Dan Merkur, University Of Toronto
Therapeutic Change in Job

Many psychological commentators on the Book of Job find the protagonist’s final reconciliation with God an unconvincing, emotionally inauthentic, pious gloss on a theologically disturbing text. Others suggest that the drama portrays a masochistic surrender, or capitulation, to God’s sadism. I argue that Job portrays therapeutic change. When violent deaths and other losses make it impossible for Job to believe in God’s justice and goodness, he enters a negative transference neurosis, analogous to an analysand’s rage at a psychoanalyst’s silence. In cruelly reminding Job of his place in the chain of being, his vision abreacts affects that were unformulated at the time of his traumata, permitting their mastery.

Daniel Terry
With the Jawbone of a Donkey:
Samson and Delilah, and the Psychological Truth About Violence

Drawing on the work of prison psychiatrist James Gilligan, the Biblical story of Samson and Delilah (Judges 14-16) is explored as an archetype of violence rooted in the emotional experience of shame. Mocking and scorn are shown to be the occasion for shame, which results in rage and violence. Violence in the text is used to demonstrate that the method and manner of violent acts can be “read” as symbolic representations of thoughts. All action is psychologically meaningful. Eyes, tongues, and hair are shown to represent the sources of shame and, consequently, to be the focus of revenge in an attempt to “undo” the shame of the offender. Samson’s final act–the destruction of the Philistine temple–serves as reminder of the inevitable rage resulting from the indignity of inhuman treatment. Implications for today are offered, with specific attention given to the prison system.
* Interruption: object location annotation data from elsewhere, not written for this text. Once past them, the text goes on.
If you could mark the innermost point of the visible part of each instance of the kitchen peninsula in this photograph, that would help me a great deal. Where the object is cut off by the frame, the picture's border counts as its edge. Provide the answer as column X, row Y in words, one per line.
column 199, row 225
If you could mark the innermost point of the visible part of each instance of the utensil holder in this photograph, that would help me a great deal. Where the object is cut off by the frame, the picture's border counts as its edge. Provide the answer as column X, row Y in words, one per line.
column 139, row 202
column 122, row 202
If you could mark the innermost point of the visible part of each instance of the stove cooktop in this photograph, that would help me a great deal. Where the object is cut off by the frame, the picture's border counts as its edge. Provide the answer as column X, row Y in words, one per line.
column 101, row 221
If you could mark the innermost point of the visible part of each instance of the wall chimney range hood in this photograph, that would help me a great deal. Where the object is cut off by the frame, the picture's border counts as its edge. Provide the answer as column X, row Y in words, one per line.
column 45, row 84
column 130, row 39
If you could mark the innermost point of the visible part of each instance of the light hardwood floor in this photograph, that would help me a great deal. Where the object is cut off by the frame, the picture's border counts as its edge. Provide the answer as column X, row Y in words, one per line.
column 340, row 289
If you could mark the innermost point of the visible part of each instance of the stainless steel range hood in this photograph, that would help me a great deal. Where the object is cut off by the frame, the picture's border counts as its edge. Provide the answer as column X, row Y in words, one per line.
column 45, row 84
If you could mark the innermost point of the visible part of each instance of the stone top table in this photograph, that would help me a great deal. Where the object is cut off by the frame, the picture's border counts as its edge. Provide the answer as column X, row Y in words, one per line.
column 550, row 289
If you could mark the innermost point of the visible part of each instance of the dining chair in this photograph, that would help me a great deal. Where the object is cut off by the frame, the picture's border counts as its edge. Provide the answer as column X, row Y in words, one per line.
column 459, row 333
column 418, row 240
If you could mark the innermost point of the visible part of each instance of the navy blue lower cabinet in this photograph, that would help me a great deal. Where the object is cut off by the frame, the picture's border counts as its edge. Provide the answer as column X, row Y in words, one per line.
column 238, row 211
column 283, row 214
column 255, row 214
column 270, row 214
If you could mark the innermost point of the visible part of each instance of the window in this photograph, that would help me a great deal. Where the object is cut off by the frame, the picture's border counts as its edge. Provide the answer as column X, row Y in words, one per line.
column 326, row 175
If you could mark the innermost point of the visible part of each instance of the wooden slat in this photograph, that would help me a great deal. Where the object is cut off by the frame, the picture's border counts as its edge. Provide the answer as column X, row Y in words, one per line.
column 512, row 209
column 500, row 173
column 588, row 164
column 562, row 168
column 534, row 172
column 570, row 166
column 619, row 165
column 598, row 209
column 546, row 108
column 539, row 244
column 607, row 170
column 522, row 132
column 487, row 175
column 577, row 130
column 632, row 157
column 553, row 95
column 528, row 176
William S Morrow Queens Theological College
Comfort for Jerusalem. The Second Isaiah as Counselor to Refugees

The psychological framework for this paper is based on G. van der Veer, Counselling and Therapy with Refugees and Victims of Trauma. Psychological Problems of Victims of War, Torture and Repression 2nd ed. (John Wiley & Sons, 1998). Van der Veer distinguishes two aspects of the refugee experience. “Uprooting”refers to the stresses involved in leaving the homeland and adjusting to an alien culture. “Traumatization” refers to the effects of violence that refugees experience. Traumatization involves three-stages: first, victims live in their native land in an environment of rising repression and violence; second, they experience this violence personally; and finally, they must endure life in exile where the effects of trauma may persist. In the third stage, they are often the victims of new forms of oppression and new stresses may arise when, as a result of political changes, returning to the homeland becomes possible. Van der Veer’s categories can be mapped on to the experience of the exiles of Jerusalem with some precision. This paper focuses on the situation addressed by the Second Isaiah. The Babylonian exiles show many of the symptoms of uprooted persons in the third stage of traumatization. By analogy with modern therapeutic intervention, the Second Isaiah can be viewed as attempting to stimulate long term changes in aspects of exiled Israel’s personality and to promote more adequate functioning in the short term. The short term goal is to accept the opportunity to return home in the near future. The longer term personality change involves reappropriating a positive identification with Israel as YHWH’s servant. Both forms of intervention require facing the pain of the past and undoing identification with the Babylonian perpetrator through prolonged captivity (e.g., “learned helplessness”). Support for this thesis comes from a consideration of the forms of the Second Isaiah¹s poetry. Form critical analysis of the oracles of salvation, the disputations, and the servant songs points to the underlying intentions of the Second Isaiah’s appeal to the exiles.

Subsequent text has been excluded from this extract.